22 juin 2021 à 13 h 06

Mis à jour le 23 juin 2021 à 11 h 06

Série En vert et pour tous
Projets de recherche, initiatives, débats: tous les articles qui portent sur l’environnement.

L’équipe de Collect’O souhaite installer quelque 100 collecteurs d’échantillons de précipitations sur le territoire du grand Montréal.Photo: Nathalie St-Pierre

À l’heure des changements climatiques, assurer la pérennité des ressources en eau en milieu urbain représente l’un des défis les plus importants du 21e siècle, affirme le professeur du Département des sciences de la Terre et de l’atmosphère Florent Barbecot, titulaire de la Chaire de recherche en hydrogéologie urbaine. «Au cours des dernières décennies, des recherches scientifiques ont indiqué que la formation et la trajectoire des précipitations – pluie, grêle, verglas, neige – subissent des modifications importantes dans les zones urbaines, susceptibles d’affecter la qualité et la quantité de nos ressources en eau», rappelle le professeur, qui est aussi membre du Centre de recherche sur la dynamique du système Terre (Geotop).

Florent Barbecot et la doctorante en sciences de la Terre et de l’atmosphère Cécile Carton pilotent le projet de recherche participative Collect’O, financé par le Conseil de recherches en sciences naturelles et génie du Canada (CRSNG) et par le Geotop. Le professeur et la doctorante souhaitent installer quelque 100 collecteurs d’échantillons de précipitations sur le territoire du grand Montréal. «Les collecteurs seront installés pendant une année complète afin de recueillir différents types de précipitations, ce qui nous permettra de mieux comprendre l’impact de l’environnement urbain sur ces précipitations», explique Florent Barbecot.

Pour échantillonner les précipitations, Collect’O fait appel à la participation des citoyens de l’Ile de Montréal et de ses banlieues proches, «Nous sollicitons d’abord les membres de la communauté uqamienne, précise le professeur. Ceux-ci sont invités à installer un collecteur sur leur terrain – jardin, cour – pour recueillir les précipitations à des moments précis, à l’aide de récipients fournis par l’équipe de recherche, puis à rapporter ceux-ci de manière régulière au Département des sciences de la Terre et de l’atmosphère.»
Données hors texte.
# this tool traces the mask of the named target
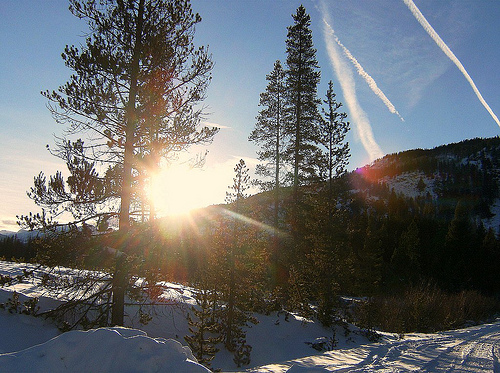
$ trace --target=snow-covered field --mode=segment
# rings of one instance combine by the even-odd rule
[[[23,265],[0,261],[0,274],[16,275]],[[204,372],[183,339],[188,334],[185,312],[193,303],[189,289],[172,285],[171,306],[146,326],[129,309],[128,328],[100,328],[61,334],[49,321],[0,310],[0,372]],[[0,303],[12,292],[41,297],[40,305],[56,302],[36,279],[0,288]],[[175,294],[175,295],[174,295]],[[500,372],[500,322],[439,334],[412,334],[404,339],[384,334],[369,343],[352,327],[336,330],[337,346],[319,352],[316,340],[328,340],[332,330],[283,314],[256,315],[248,329],[253,347],[250,366],[237,369],[220,352],[214,368],[224,372]]]

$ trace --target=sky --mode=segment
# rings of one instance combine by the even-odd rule
[[[257,164],[248,136],[259,94],[274,62],[286,59],[287,27],[301,4],[321,68],[318,96],[332,80],[351,122],[349,169],[500,135],[498,0],[192,0],[203,19],[195,44],[208,45],[215,62],[206,121],[221,130],[190,179],[191,203],[223,202],[239,159],[250,170]],[[17,230],[16,215],[38,211],[26,196],[33,177],[65,169],[46,150],[64,126],[40,91],[67,81],[60,55],[84,42],[86,24],[66,0],[0,0],[0,19],[0,230]]]

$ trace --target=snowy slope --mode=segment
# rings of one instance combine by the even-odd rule
[[[17,320],[13,320],[13,317]],[[29,316],[0,312],[0,325],[20,323]],[[38,321],[38,319],[35,319]],[[19,339],[33,342],[46,335],[42,324],[16,331]],[[2,344],[11,339],[13,329],[2,328]],[[54,329],[53,332],[56,332]],[[50,334],[50,333],[49,333]],[[300,333],[299,333],[300,334]],[[263,334],[262,337],[272,334]],[[272,338],[270,338],[272,339]],[[288,341],[299,342],[295,335]],[[285,342],[283,342],[285,343]],[[3,347],[3,346],[2,346]],[[386,338],[377,344],[358,345],[322,354],[280,361],[248,369],[248,372],[498,372],[500,368],[500,323],[435,335],[408,335],[403,340]],[[204,372],[194,362],[189,349],[174,340],[150,338],[143,331],[100,328],[73,331],[46,343],[0,354],[0,372]],[[224,371],[236,371],[234,369]]]
[[[54,308],[59,301],[51,298],[52,294],[44,292],[40,286],[42,268],[36,269],[36,266],[30,264],[0,261],[1,275],[17,276],[22,274],[23,268],[27,268],[28,270],[35,269],[34,277],[20,284],[0,288],[0,303],[5,303],[12,292],[16,291],[20,294],[21,302],[28,297],[39,297],[39,305],[42,311]],[[62,268],[61,273],[69,275],[71,270]],[[141,329],[151,338],[173,339],[186,345],[184,336],[190,334],[186,313],[195,304],[191,289],[171,283],[165,284],[165,289],[164,295],[167,305],[157,307],[153,319],[147,325],[142,325],[139,322],[139,318],[137,317],[138,309],[136,307],[127,306],[126,326],[133,329]],[[64,297],[64,294],[59,294],[59,297],[61,296]],[[20,315],[10,315],[6,311],[0,310],[0,316],[5,313],[11,317],[17,316],[21,318]],[[259,323],[252,325],[247,330],[247,341],[252,346],[252,352],[251,364],[246,368],[319,354],[320,352],[314,350],[311,344],[318,339],[328,339],[332,336],[332,330],[325,329],[318,323],[310,322],[291,314],[288,317],[285,317],[283,313],[255,316],[259,320]],[[36,318],[30,318],[30,320],[34,320],[34,322],[42,321]],[[42,327],[42,325],[39,327]],[[344,330],[339,327],[339,330],[336,331],[338,347],[355,347],[361,343],[367,343],[367,339],[359,333],[359,330],[354,327],[352,329],[350,335],[346,337]],[[24,332],[24,328],[11,331],[12,335]],[[47,339],[53,335],[55,334],[49,335]],[[33,343],[30,343],[28,339],[24,345],[17,343],[9,346],[8,342],[5,342],[7,345],[0,342],[0,353],[19,351],[22,348],[30,347],[42,341],[44,341],[43,336],[37,338]],[[212,362],[212,367],[220,368],[224,371],[236,369],[233,356],[226,351],[220,351],[217,354]]]
[[[0,261],[0,274],[15,275],[24,265]],[[128,326],[64,334],[40,318],[10,314],[0,309],[0,372],[204,372],[183,337],[188,334],[185,312],[193,302],[187,288],[170,284],[172,305],[141,326],[134,310],[127,310]],[[12,291],[43,295],[36,280],[0,289],[0,303]],[[175,302],[174,302],[175,301]],[[43,303],[43,302],[42,302]],[[384,334],[382,342],[368,343],[354,327],[349,335],[336,330],[333,351],[311,348],[315,340],[333,336],[320,325],[284,314],[256,315],[260,323],[248,329],[250,366],[237,369],[232,357],[220,352],[212,366],[224,372],[326,371],[500,371],[500,322],[439,334]]]

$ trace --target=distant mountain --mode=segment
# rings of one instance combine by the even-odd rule
[[[38,237],[41,234],[40,231],[28,231],[25,229],[20,229],[17,232],[2,230],[0,231],[0,240],[15,236],[21,242],[28,242],[29,240]]]
[[[499,231],[499,137],[390,154],[355,170],[348,179],[353,191],[372,202],[387,203],[395,194],[444,210],[465,201],[474,219]]]

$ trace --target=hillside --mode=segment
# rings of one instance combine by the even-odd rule
[[[285,233],[300,231],[307,255],[330,247],[321,255],[331,257],[332,267],[325,264],[321,276],[333,271],[342,293],[379,294],[422,281],[451,291],[500,292],[499,137],[390,154],[336,180],[334,188],[330,221],[327,185],[302,188],[295,228],[287,220],[291,190],[283,188],[280,225]],[[273,193],[248,198],[243,211],[272,225]],[[318,273],[315,265],[310,270]]]
[[[390,154],[349,175],[373,198],[397,196],[454,208],[467,200],[473,218],[498,233],[500,138],[465,140],[434,149]]]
Divers organismes sont aussi sollicités. Le Partenariat du Quartier des spectacles (PQDS) a accepté d’accueillir un collecteur sur son territoire et d’assurer le suivi pour transmettre les échantillons de précipitations à l’UQAM. La plateforme MétéoMédia installera un collecteur sur son toit et participera à la promotion du projet grâce à la réalisation et à la diffusion de capsules vidéo. Une entente a été conclue avec un jardin communautaire dans le quartier Centre-Sud et des collaborations sont envisagées avec d’autres jardins. Des discussions sont également en cours avec d’autres partenaires potentiels, notamment la Ville de Montréal et ses arrondissements.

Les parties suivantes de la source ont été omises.